Porém, “quando se é purista”, o chocolate é composto por pasta de cacau, açúcar, e manteiga de cacau, porque “para ser chocolate tem de ter, pelo menos, um grama de açúcar”, sublinhou.
Sobre a origem, a Presidente do Cacau Clube de Portugal referiu as diferenças. Deste modo, o chocolate feito a partir da semente oriunda de Madagáscar, que “tem um dos paladares mais frutados”, razão pela qual “está no top no que toca ao aroma e à genética”. Quanto ao da Venezuela, “as plantações são muito boas e bem cuidadas”, o que resulta num bom produto, assim como o que provém da Papua Nova Guiné, do Equador, da Costa do Marfim, da Nigéria e da Tanzânia.
Por sua vez, a designação chocolates – assim, no plural – significa, segundo Odete Estêvão, os bombons e “saber comprar um bombom é uma arte”, a qual é muito comum entre os franceses, reflectindo a exigência da técnica aplicada à cozinha daquele país.

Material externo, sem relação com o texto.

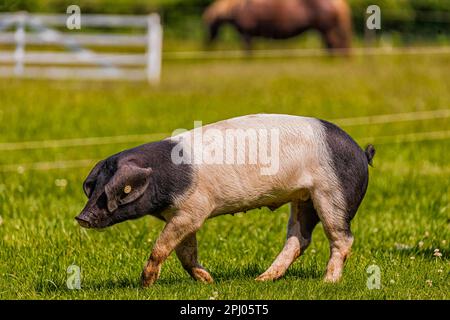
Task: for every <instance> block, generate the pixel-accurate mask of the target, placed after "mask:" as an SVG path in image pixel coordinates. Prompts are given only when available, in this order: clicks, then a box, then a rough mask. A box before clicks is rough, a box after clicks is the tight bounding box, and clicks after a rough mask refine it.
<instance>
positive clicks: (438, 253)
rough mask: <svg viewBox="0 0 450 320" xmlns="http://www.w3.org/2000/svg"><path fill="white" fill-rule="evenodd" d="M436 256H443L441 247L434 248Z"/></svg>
mask: <svg viewBox="0 0 450 320" xmlns="http://www.w3.org/2000/svg"><path fill="white" fill-rule="evenodd" d="M433 255H434V256H435V257H439V258H440V257H442V253H441V252H440V251H439V249H434V254H433Z"/></svg>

No contexto, Odete Estêvão advertiu para a validade dos bombons, a qual deve ser, preferencialmente, de dois meses ou menos. “Um francês não toca num bombom que não seja fresco”, enfatizou acrescentando que a validade “deveria ser de três semanas”.
Ainda assim muito ficou por explorar neste universo do chocolate, a descobrir e conhecer no Campo Pequeno. O valor do bilhete é de 2€ para crianças dos 6 aos 11 anos e de 4€ para o público a partir dos 12 anos (as crianças com idade igual ou inferior a 5 anos usufruem de entrada livre).